The amino acid codes and their properties

Fig 2.1. A table of the amino acid codes and their properties,
accompanied by a widely used colour scheme.

Similarity Scoring Matrices

In the previous Chapter, you dealt with an exact matching method, where each amino acid self-match is considered equally. However, as the table above illustrates, amino acids can be grouped together in different classes, based on their physico-chemical properties. Such amino acid classes can be said to contain "similar" amino acids. Analysis of mutation statistics in protein families allows one to quantify the likelihood of interchangeability between different amino acids in a protein. As expected, amino acids that are physicochemically similar are often more interchangeable than ones that are not. Different scoring matrices have been devised to describe, quantitatively, the "similarity" of each amino acid with respect to all the others. Examples of such matrices include the PAM and BLOSUM series. Such matrices may be used to help alignment/searching algorithms score the overall similarity between two (or more) stretches of sequence.

Fig 2.2 below depicts the log odds form of the mutation data matrix for PAM250s.

Fig 2.2. Log odds form of the mutation data matrix for PAM250s.


Heuristic algorithms

Due to the large amount of information stored in databases, searching for the optimal alignment between a query sequence and target sequences in a database can take a lot of time. As a result, heuristic algorithms have been developed. Heuristic algorithms find a result quite close to the best match in a much shorter period of time, by "ignoring" or "suppressing" some, normally unlikely, possibilities.

For example, rather than doing a complete sequence alignment, BLAST2 narrows down its search for similar regions in two sequences by focusing on high-scoring "words" (see Fig 2.3), and then extending out from these. It uses a more stringent threshold to find the high-scoring words, and then extends out with a less stringent one.

It being heuristic does not mean that it won't find the best match, but can only be verified with another more powerful non-heuristic method. The two most widely used algorithms are FASTA and BLAST.

Fig 2.3. Schematic representation of how BLAST works.

Dynamic algorithms

This type of algorithm solves a problem by combining solutions to sub-problems that are computed once and saved in a matrix. An optimal final solution is then built by combining the best sub-solutions. Matches in the alignments are scored in an additive fashion (i.e., the score from the previous residue is added to the score of the current match), according to the substitution matrix used.

The two most common dynamic programming approaches are local (Smith-Waterman) and global alignment (Needleman-Wunch). These differ in the way in which gaps are scored: with the local Smith-Waterman, all gaps are scored as zero; in the global Needleman-Wunch, gaps are penalised cumulatively.

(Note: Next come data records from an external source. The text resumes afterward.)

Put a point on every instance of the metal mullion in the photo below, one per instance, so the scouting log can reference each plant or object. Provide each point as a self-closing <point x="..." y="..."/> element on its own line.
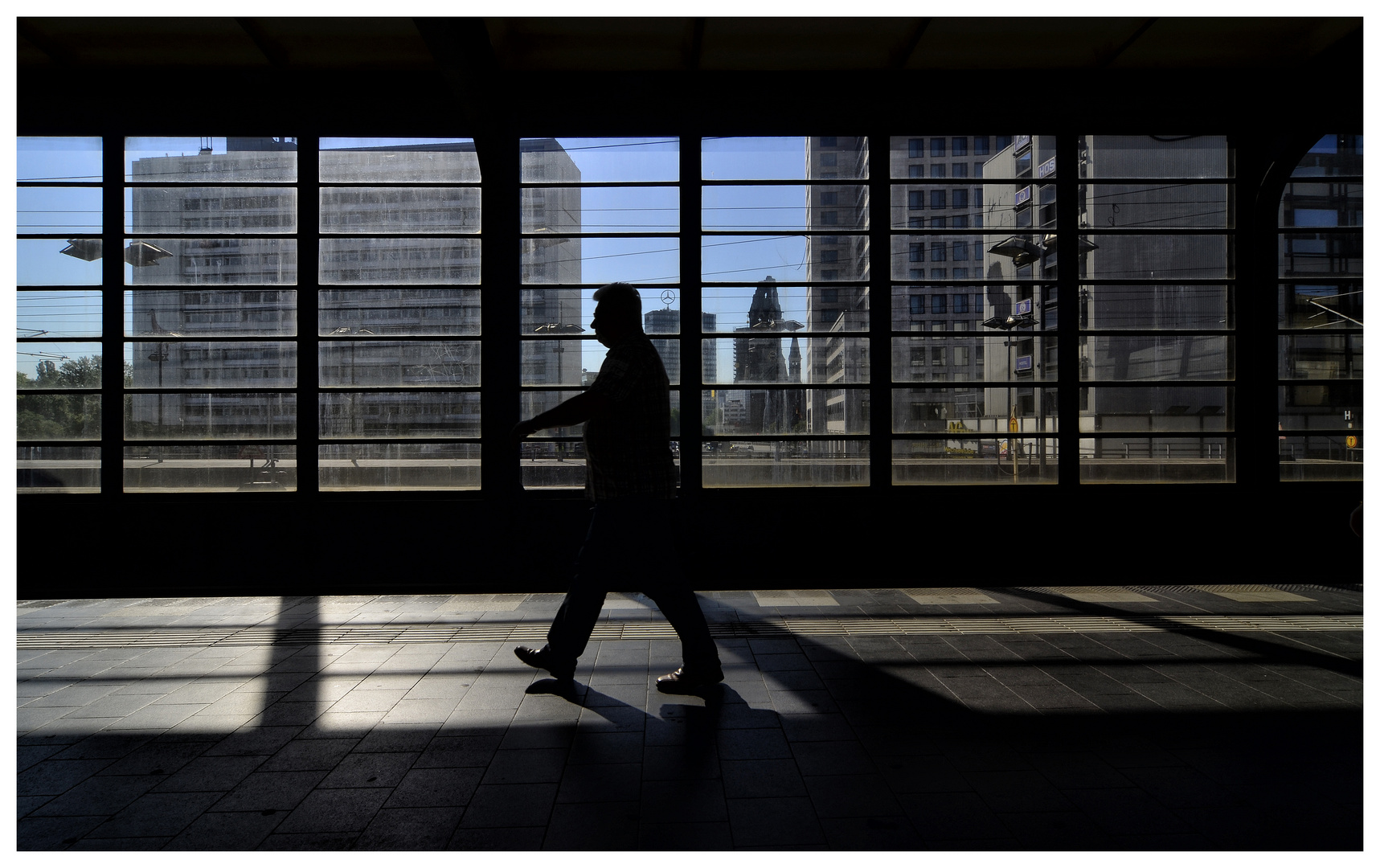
<point x="112" y="319"/>
<point x="1067" y="381"/>
<point x="308" y="317"/>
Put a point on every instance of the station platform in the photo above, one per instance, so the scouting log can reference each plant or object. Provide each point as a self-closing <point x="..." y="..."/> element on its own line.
<point x="1038" y="718"/>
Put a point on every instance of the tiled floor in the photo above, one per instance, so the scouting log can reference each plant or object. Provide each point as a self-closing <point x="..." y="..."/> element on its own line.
<point x="1168" y="718"/>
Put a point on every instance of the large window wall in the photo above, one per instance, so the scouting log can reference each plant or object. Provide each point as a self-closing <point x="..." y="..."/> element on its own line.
<point x="985" y="379"/>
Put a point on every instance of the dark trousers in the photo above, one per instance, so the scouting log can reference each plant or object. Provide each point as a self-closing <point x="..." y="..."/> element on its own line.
<point x="629" y="547"/>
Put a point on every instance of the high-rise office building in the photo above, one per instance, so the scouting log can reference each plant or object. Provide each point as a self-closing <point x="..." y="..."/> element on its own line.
<point x="215" y="317"/>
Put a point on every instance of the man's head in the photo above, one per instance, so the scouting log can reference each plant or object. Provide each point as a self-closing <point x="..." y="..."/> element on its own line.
<point x="617" y="312"/>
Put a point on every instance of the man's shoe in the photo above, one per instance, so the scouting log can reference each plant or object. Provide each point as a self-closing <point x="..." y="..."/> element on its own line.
<point x="543" y="660"/>
<point x="689" y="681"/>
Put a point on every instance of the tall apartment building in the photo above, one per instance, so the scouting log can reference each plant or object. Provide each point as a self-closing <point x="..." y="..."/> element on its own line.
<point x="838" y="301"/>
<point x="404" y="263"/>
<point x="667" y="321"/>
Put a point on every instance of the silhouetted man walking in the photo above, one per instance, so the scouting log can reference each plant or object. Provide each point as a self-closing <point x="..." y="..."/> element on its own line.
<point x="631" y="477"/>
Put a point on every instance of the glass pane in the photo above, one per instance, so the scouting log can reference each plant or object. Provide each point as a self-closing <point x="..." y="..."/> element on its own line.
<point x="211" y="366"/>
<point x="1157" y="358"/>
<point x="248" y="467"/>
<point x="399" y="159"/>
<point x="973" y="410"/>
<point x="399" y="467"/>
<point x="1321" y="457"/>
<point x="600" y="260"/>
<point x="46" y="469"/>
<point x="63" y="313"/>
<point x="51" y="158"/>
<point x="784" y="207"/>
<point x="1320" y="253"/>
<point x="595" y="161"/>
<point x="1332" y="155"/>
<point x="970" y="206"/>
<point x="975" y="461"/>
<point x="425" y="413"/>
<point x="1155" y="156"/>
<point x="1158" y="206"/>
<point x="399" y="311"/>
<point x="1154" y="460"/>
<point x="939" y="360"/>
<point x="178" y="313"/>
<point x="395" y="363"/>
<point x="560" y="362"/>
<point x="600" y="209"/>
<point x="1155" y="409"/>
<point x="1329" y="305"/>
<point x="58" y="417"/>
<point x="915" y="156"/>
<point x="1321" y="404"/>
<point x="1320" y="356"/>
<point x="207" y="416"/>
<point x="206" y="161"/>
<point x="58" y="366"/>
<point x="402" y="210"/>
<point x="954" y="257"/>
<point x="770" y="411"/>
<point x="186" y="261"/>
<point x="741" y="464"/>
<point x="57" y="209"/>
<point x="58" y="263"/>
<point x="784" y="308"/>
<point x="1321" y="204"/>
<point x="784" y="158"/>
<point x="1166" y="308"/>
<point x="399" y="261"/>
<point x="787" y="359"/>
<point x="210" y="210"/>
<point x="1141" y="257"/>
<point x="785" y="258"/>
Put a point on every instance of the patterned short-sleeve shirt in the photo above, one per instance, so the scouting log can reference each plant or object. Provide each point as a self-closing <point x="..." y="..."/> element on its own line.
<point x="629" y="448"/>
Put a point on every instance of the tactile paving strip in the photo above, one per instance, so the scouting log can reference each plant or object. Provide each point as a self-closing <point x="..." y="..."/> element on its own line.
<point x="510" y="631"/>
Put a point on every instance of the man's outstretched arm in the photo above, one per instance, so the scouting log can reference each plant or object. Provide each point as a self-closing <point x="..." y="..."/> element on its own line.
<point x="579" y="409"/>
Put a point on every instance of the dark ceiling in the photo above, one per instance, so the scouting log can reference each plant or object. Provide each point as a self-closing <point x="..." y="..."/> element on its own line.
<point x="678" y="44"/>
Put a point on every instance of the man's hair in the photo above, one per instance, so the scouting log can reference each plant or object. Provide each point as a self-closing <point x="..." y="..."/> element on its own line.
<point x="620" y="301"/>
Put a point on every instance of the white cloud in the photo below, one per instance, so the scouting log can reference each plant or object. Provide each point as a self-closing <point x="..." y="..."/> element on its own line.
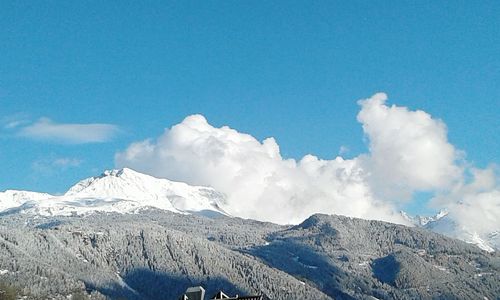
<point x="259" y="183"/>
<point x="409" y="150"/>
<point x="474" y="206"/>
<point x="14" y="121"/>
<point x="50" y="165"/>
<point x="46" y="129"/>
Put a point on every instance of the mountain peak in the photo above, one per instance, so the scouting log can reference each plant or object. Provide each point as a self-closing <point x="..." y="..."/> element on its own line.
<point x="122" y="191"/>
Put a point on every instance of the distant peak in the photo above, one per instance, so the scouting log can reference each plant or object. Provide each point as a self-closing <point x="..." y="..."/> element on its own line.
<point x="120" y="172"/>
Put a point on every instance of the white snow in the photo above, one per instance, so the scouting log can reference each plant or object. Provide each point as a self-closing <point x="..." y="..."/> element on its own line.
<point x="121" y="191"/>
<point x="442" y="224"/>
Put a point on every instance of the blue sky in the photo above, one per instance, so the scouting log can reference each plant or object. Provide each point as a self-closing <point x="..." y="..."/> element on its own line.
<point x="292" y="70"/>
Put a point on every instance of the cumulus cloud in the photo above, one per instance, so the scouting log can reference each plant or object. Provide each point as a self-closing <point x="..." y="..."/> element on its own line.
<point x="46" y="129"/>
<point x="409" y="150"/>
<point x="258" y="182"/>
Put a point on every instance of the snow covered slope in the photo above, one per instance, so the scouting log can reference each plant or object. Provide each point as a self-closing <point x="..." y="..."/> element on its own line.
<point x="122" y="191"/>
<point x="441" y="223"/>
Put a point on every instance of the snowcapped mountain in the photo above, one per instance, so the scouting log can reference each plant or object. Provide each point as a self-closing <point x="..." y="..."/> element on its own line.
<point x="122" y="191"/>
<point x="421" y="221"/>
<point x="443" y="224"/>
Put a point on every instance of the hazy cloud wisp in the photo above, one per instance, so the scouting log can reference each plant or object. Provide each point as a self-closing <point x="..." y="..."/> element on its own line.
<point x="46" y="129"/>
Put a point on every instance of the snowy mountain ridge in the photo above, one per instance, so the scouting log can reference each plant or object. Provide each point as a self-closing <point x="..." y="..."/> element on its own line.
<point x="441" y="223"/>
<point x="122" y="191"/>
<point x="127" y="191"/>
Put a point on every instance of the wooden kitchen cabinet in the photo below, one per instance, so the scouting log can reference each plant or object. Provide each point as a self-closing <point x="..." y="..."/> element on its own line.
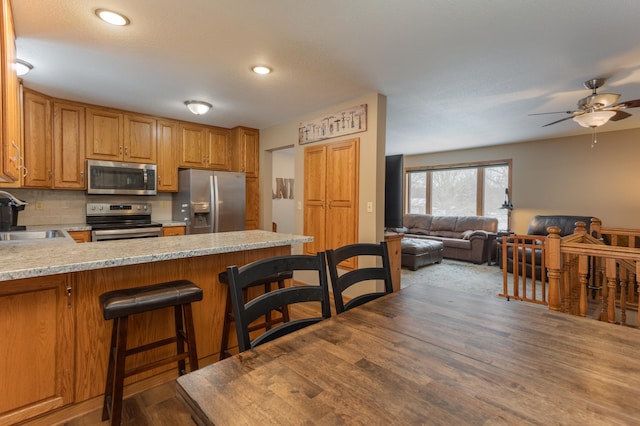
<point x="172" y="231"/>
<point x="245" y="151"/>
<point x="37" y="354"/>
<point x="204" y="147"/>
<point x="10" y="137"/>
<point x="115" y="136"/>
<point x="37" y="141"/>
<point x="80" y="236"/>
<point x="167" y="142"/>
<point x="68" y="146"/>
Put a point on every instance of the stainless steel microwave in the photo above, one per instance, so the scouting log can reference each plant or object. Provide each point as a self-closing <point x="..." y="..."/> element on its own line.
<point x="114" y="177"/>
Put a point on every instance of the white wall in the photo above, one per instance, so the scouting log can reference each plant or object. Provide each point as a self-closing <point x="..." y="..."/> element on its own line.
<point x="565" y="176"/>
<point x="372" y="161"/>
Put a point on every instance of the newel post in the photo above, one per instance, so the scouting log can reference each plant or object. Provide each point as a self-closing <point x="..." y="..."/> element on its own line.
<point x="553" y="261"/>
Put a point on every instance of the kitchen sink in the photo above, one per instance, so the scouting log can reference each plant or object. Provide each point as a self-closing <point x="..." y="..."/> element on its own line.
<point x="52" y="234"/>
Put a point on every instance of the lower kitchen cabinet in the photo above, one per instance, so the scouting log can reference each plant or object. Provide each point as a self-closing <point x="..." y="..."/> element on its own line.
<point x="37" y="351"/>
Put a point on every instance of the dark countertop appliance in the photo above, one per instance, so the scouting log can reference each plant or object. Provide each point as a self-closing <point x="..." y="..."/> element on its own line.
<point x="121" y="221"/>
<point x="10" y="206"/>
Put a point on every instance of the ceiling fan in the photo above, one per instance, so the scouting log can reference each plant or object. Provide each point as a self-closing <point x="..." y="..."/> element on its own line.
<point x="596" y="109"/>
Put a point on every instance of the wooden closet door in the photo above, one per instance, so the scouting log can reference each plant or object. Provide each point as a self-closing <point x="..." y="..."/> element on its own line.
<point x="315" y="172"/>
<point x="342" y="194"/>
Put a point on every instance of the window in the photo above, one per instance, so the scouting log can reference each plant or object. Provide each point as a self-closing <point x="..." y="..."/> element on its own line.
<point x="460" y="190"/>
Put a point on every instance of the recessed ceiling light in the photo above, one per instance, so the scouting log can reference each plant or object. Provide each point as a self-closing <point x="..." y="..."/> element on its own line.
<point x="22" y="67"/>
<point x="261" y="69"/>
<point x="198" y="107"/>
<point x="112" y="18"/>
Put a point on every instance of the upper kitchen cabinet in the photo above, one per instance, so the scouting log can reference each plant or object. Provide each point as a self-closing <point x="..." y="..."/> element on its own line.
<point x="68" y="146"/>
<point x="115" y="136"/>
<point x="204" y="147"/>
<point x="10" y="151"/>
<point x="167" y="139"/>
<point x="37" y="136"/>
<point x="245" y="151"/>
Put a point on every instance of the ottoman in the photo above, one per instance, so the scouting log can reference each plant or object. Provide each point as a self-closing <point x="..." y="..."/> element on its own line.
<point x="417" y="252"/>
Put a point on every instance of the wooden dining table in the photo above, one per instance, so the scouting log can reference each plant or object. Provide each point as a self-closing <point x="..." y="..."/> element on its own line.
<point x="429" y="355"/>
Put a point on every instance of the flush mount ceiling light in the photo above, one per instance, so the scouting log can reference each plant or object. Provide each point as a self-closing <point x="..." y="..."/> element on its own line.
<point x="22" y="67"/>
<point x="594" y="119"/>
<point x="198" y="107"/>
<point x="261" y="69"/>
<point x="112" y="18"/>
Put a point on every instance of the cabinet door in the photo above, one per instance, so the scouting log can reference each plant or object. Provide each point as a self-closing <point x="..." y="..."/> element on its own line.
<point x="252" y="203"/>
<point x="10" y="154"/>
<point x="245" y="146"/>
<point x="68" y="146"/>
<point x="192" y="145"/>
<point x="37" y="141"/>
<point x="37" y="352"/>
<point x="139" y="139"/>
<point x="218" y="149"/>
<point x="104" y="135"/>
<point x="342" y="193"/>
<point x="315" y="171"/>
<point x="167" y="140"/>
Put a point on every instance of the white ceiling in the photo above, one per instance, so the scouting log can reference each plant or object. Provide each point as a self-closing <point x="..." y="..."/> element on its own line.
<point x="456" y="73"/>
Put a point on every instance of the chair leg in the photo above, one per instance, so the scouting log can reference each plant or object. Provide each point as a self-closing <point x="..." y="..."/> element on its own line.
<point x="285" y="308"/>
<point x="182" y="369"/>
<point x="115" y="373"/>
<point x="191" y="337"/>
<point x="226" y="324"/>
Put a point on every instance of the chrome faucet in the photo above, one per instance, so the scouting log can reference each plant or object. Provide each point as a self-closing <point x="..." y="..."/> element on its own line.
<point x="15" y="201"/>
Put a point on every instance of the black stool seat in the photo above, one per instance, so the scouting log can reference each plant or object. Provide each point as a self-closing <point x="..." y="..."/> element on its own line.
<point x="266" y="282"/>
<point x="118" y="305"/>
<point x="129" y="301"/>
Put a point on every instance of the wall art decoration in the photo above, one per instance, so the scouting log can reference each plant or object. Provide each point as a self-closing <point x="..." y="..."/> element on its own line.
<point x="345" y="122"/>
<point x="283" y="189"/>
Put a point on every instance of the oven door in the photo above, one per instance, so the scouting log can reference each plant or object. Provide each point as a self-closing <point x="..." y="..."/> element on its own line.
<point x="125" y="234"/>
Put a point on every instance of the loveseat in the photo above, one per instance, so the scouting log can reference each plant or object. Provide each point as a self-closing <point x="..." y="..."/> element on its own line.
<point x="538" y="226"/>
<point x="465" y="238"/>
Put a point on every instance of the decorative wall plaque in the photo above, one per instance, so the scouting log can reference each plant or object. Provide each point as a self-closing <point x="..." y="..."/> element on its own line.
<point x="345" y="122"/>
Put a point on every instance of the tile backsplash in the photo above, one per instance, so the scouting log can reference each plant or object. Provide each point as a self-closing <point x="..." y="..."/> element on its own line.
<point x="60" y="207"/>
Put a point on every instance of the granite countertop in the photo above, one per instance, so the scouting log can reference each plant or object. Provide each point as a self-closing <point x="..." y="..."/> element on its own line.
<point x="53" y="257"/>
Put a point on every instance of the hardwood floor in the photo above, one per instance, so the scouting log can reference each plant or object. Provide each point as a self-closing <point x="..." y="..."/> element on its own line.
<point x="158" y="406"/>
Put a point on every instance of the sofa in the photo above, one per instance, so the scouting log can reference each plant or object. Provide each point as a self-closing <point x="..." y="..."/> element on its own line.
<point x="538" y="226"/>
<point x="467" y="238"/>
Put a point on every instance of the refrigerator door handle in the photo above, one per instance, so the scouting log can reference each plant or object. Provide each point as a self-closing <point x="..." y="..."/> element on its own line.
<point x="215" y="211"/>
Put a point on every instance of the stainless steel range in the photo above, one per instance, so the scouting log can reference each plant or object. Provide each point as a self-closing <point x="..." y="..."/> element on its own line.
<point x="121" y="221"/>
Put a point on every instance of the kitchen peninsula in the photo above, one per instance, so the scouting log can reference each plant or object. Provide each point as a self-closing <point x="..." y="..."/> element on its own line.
<point x="55" y="340"/>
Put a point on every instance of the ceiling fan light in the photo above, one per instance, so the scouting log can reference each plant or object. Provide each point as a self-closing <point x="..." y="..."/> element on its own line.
<point x="198" y="107"/>
<point x="594" y="119"/>
<point x="112" y="18"/>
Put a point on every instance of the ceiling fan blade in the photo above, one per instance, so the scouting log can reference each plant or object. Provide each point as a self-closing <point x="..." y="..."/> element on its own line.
<point x="620" y="115"/>
<point x="555" y="112"/>
<point x="559" y="121"/>
<point x="634" y="103"/>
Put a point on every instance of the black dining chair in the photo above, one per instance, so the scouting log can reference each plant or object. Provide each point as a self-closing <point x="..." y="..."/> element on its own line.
<point x="341" y="282"/>
<point x="246" y="313"/>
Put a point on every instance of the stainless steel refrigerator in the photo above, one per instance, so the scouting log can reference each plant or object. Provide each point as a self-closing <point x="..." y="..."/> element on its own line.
<point x="210" y="201"/>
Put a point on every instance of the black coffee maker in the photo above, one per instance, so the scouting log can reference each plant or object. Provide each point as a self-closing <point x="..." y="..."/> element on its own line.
<point x="9" y="208"/>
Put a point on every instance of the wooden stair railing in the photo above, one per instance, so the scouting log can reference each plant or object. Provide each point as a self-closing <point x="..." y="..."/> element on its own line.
<point x="581" y="262"/>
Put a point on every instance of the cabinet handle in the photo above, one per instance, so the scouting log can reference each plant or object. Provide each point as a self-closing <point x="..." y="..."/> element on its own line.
<point x="68" y="296"/>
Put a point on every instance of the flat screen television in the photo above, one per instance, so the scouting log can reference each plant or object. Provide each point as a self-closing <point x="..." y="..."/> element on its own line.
<point x="393" y="191"/>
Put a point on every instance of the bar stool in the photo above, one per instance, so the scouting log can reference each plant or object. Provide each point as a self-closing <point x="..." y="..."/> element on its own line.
<point x="118" y="305"/>
<point x="269" y="320"/>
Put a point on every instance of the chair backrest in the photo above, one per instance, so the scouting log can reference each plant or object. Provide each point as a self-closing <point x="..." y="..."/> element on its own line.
<point x="340" y="283"/>
<point x="245" y="314"/>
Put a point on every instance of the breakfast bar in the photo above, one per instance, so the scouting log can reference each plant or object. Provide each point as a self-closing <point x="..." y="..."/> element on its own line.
<point x="54" y="336"/>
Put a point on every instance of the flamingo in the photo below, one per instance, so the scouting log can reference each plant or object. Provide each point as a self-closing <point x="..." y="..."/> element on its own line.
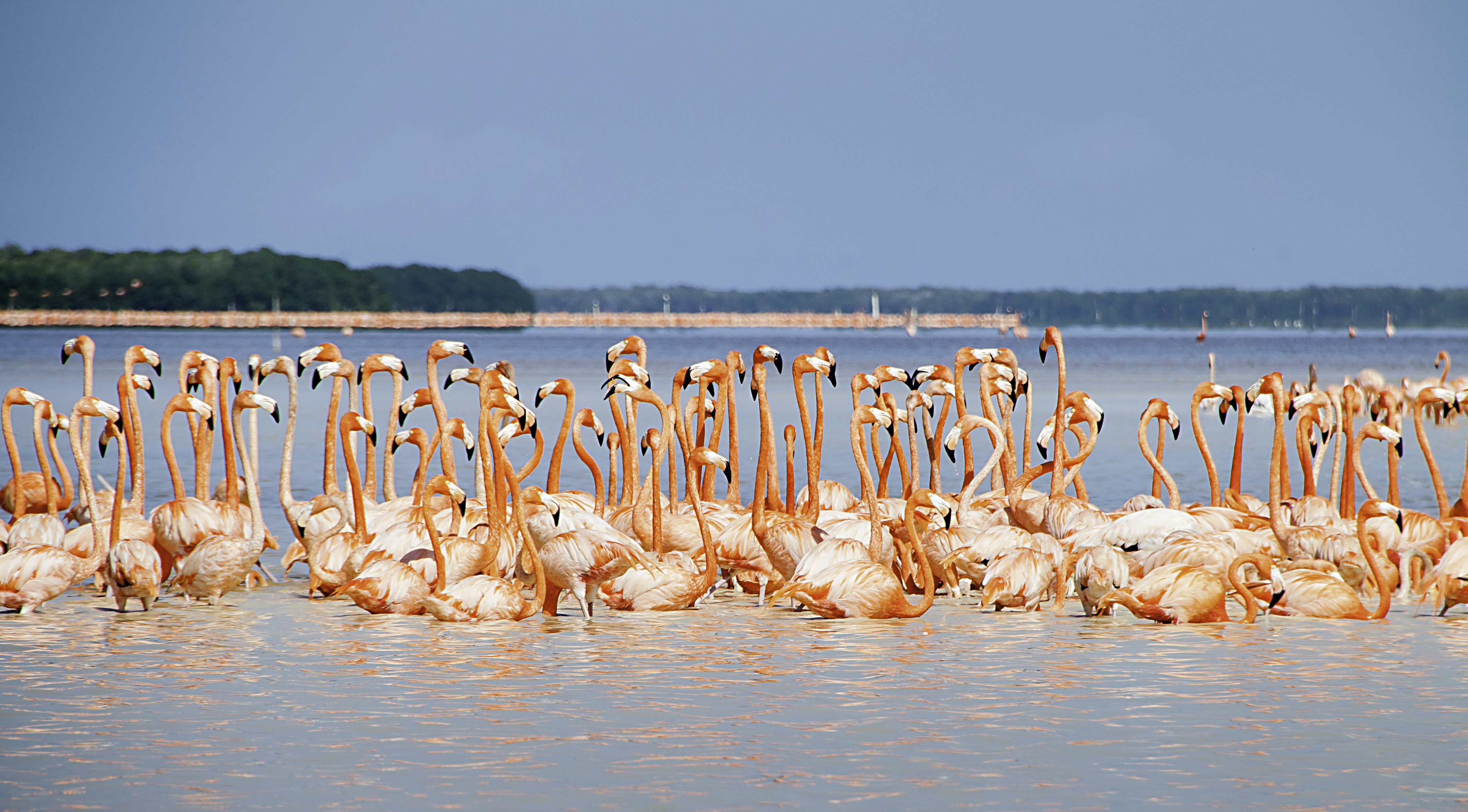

Dynamic algorithms tend to be slower but more accurate than heuristic ones (especially slower in multiple alignments). Illustrations of such algorithms can be found here and here (the latter focuses on the difference between local and global alignment). NOTE: these require a current version of a Java-enabled browser.

Similarity searching with BLAST

By contrast with keyword searching and identical sequence matching (as performed in the previous Chapter), it is also possible to search for sequence similarities. Similarity search algorithms are usually classified as global or local. Global algorithms optimise the full alignment of 2 sequences, which may include large dissimilar regions. Local similarity algorithms focus on conserved subsequences, a single comparison often yielding several alignments (dissimilar regions do not contribute to the similarity measure). Local similarity tools, such as BLAST, are usually preferred for database searches, where for example cDNAs may be compared with partially sequenced genes, or where distantly-related proteins may share only isolated regions of similarity (e.g., in the vicinity of an active site). Interpretation of results is straightforward, requiring one to identify high-scoring sequences, or groups of sequences, with low probabilities that such matches may have arisen by chance. This probability function is called the E-value (expect value) and its statistical importance is illustrated in Fig 2.4. For a more thorough explanation of the statistics used by BLAST, please refer to the NCBI BLAST tutorial pages.

Fig 2.4. Statistical importance of the E-value in similarity searching.


A recent, hybrid approach, combining elements of both pairwise and multiple sequence alignment methods is Position-Specific Iterated (PSI)-BLAST. Although motif-based methods are recognised as being highly sensitive and selective, their main drawback is that the derivation of diagnostic family signatures is time-consuming. The innovation of PSI-BLAST is that, following an initial database search, it allows automatic creation of position-specific profiles from groups of results that match a query above a defined threshold, as illustrated in Fig 2.5. Running the program several times can further refine the profile and increase search sensitivity.


Fig 2.5. Outline of the Position Specific Iterated BLAST algorithm.

As with other iterative methods, however, PSI-BLAST is not infallible and can have disadvantages. For example, unless low-complexity segments are masked, automated iterative searches tend to degenerate to compositionally biased sequences (such as collagen, etc.), leading to profile dilution. Once a false sequence has crept into a profile, the search will thereafter be biased to accept many more unrelated sequences. It is therefore vital to validate relationships inferred from unsupervised iterative profile searches to eliminate erroneous matches.